How this ideology is worked through
textual and visual codes can be demonstrated in the
curators’ choice of exhibiting (almost exclusively)
decorative and craft cultural items to represent Aboriginal
art in these two exhibitions. In the Exhibition
of Canadian West Coast Art: Native and Modern,
Aboriginal art were exhibited in the same exhibition
space as the ‘fine art’ paintings of the
Euro-Canadian artists but the ‘time distance’

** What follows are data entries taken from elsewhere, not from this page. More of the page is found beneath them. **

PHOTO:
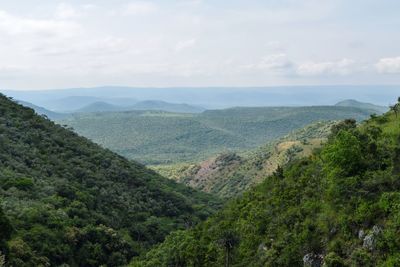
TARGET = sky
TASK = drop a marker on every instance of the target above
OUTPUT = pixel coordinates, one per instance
(46, 44)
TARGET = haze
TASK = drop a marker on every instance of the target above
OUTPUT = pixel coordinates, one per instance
(63, 44)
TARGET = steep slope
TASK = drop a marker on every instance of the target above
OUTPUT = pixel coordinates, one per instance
(165, 138)
(165, 106)
(42, 111)
(72, 202)
(357, 104)
(230, 174)
(340, 207)
(104, 106)
(99, 106)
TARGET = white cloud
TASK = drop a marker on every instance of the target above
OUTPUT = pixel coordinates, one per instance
(388, 65)
(275, 63)
(65, 11)
(272, 63)
(185, 44)
(341, 67)
(14, 25)
(140, 8)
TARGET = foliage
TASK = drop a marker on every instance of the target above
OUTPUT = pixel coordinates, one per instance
(230, 174)
(72, 202)
(155, 138)
(341, 204)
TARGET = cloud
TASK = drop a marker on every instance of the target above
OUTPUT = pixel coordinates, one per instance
(341, 67)
(388, 65)
(65, 11)
(185, 44)
(140, 8)
(272, 63)
(14, 25)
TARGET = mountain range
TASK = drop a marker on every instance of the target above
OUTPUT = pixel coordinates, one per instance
(65, 201)
(155, 137)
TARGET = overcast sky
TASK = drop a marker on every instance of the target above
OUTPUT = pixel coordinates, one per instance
(74, 43)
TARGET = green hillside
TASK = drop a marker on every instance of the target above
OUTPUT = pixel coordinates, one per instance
(357, 104)
(230, 174)
(163, 138)
(339, 207)
(70, 202)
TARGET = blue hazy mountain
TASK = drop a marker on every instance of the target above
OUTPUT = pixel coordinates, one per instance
(222, 97)
(42, 111)
(362, 105)
(101, 106)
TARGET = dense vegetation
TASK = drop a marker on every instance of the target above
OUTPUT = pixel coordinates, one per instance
(339, 207)
(230, 174)
(65, 200)
(163, 138)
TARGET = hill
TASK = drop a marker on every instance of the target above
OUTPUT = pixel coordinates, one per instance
(362, 105)
(339, 207)
(154, 137)
(42, 111)
(224, 97)
(141, 105)
(165, 106)
(99, 107)
(230, 174)
(71, 202)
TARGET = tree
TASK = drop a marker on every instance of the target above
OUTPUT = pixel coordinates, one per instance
(228, 241)
(396, 107)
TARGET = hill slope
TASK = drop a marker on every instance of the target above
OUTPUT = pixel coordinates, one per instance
(357, 104)
(164, 138)
(230, 174)
(72, 202)
(339, 207)
(42, 111)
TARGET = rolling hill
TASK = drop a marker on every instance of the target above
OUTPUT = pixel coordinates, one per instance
(230, 174)
(339, 207)
(154, 137)
(362, 105)
(42, 111)
(72, 203)
(141, 105)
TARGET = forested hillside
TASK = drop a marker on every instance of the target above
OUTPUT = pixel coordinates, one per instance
(163, 138)
(67, 201)
(339, 207)
(230, 174)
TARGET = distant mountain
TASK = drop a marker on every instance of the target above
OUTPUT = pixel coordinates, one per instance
(42, 111)
(74, 203)
(362, 105)
(105, 106)
(221, 97)
(99, 107)
(338, 207)
(157, 137)
(76, 103)
(165, 106)
(230, 174)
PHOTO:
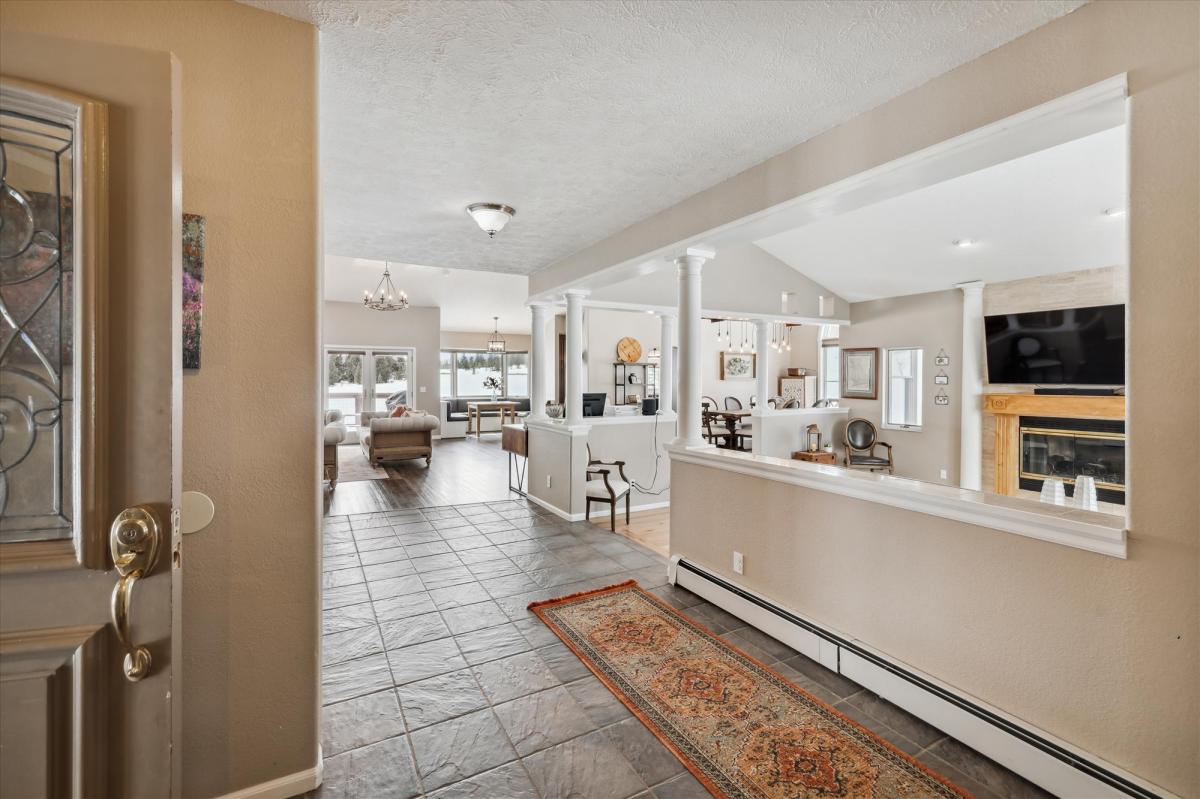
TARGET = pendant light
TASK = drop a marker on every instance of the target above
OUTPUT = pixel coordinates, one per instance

between the two is maintained. For example, Aboriginal
art as fine art is downplayed in the description of
Alexee as ‘primitive’ and ‘half-breed.’
The absence of ‘fine art’ is especially
significant in the Masterpieces of Indian and Eskimo
Art from Canada, since at this time there were a number
of Aboriginal artists working professionally. Fabian
discusses the importance for an ideological understanding
of temporalization, stating that:
Linguistically, temporalization refers
to the various means a language has to express time
relations. [. . .] Ideologically, temporalization has
the effect of putting an object of discourse into a
cosmological frame such that the temporal relation becomes
central and topical (e.g. over and against spatial relations)
(Fabian, 1983:74).
Finally, placing temporal relations
as a central concern is an important strategy by the
dominant society for making conflict invisible from
the public arena. Drawing on Fabian, Blundell comments
on this point by stating that a focus on temporal relations:
. . . serves to mask the true nature
of conflict between Western nations and other people
whom they have subordinated. The true nature of this
conflict is the problematic simultaneity of different,
conflicting, and contradictory forms of consciousness
(Blundell, 2000:87).
By focussing on temporal relations,
the legacy of assimilation policies that have marginalized
Aboriginal culture in respect to the dominant Euro-Canadian
society is rendered invisible. What is not mentioned
is the effect of relocations, residential schools, the
outlawing of Aboriginal cultural practices and a variety
of other interventionist measures that have lead to
the appalling statistics of Aboriginal people living
at the bottom of socio-economic status in Canadian society.
How Aboriginal culture has had to creatively adjust
and change to survive these interventions by the dominant
society is simply written off as inauthentic.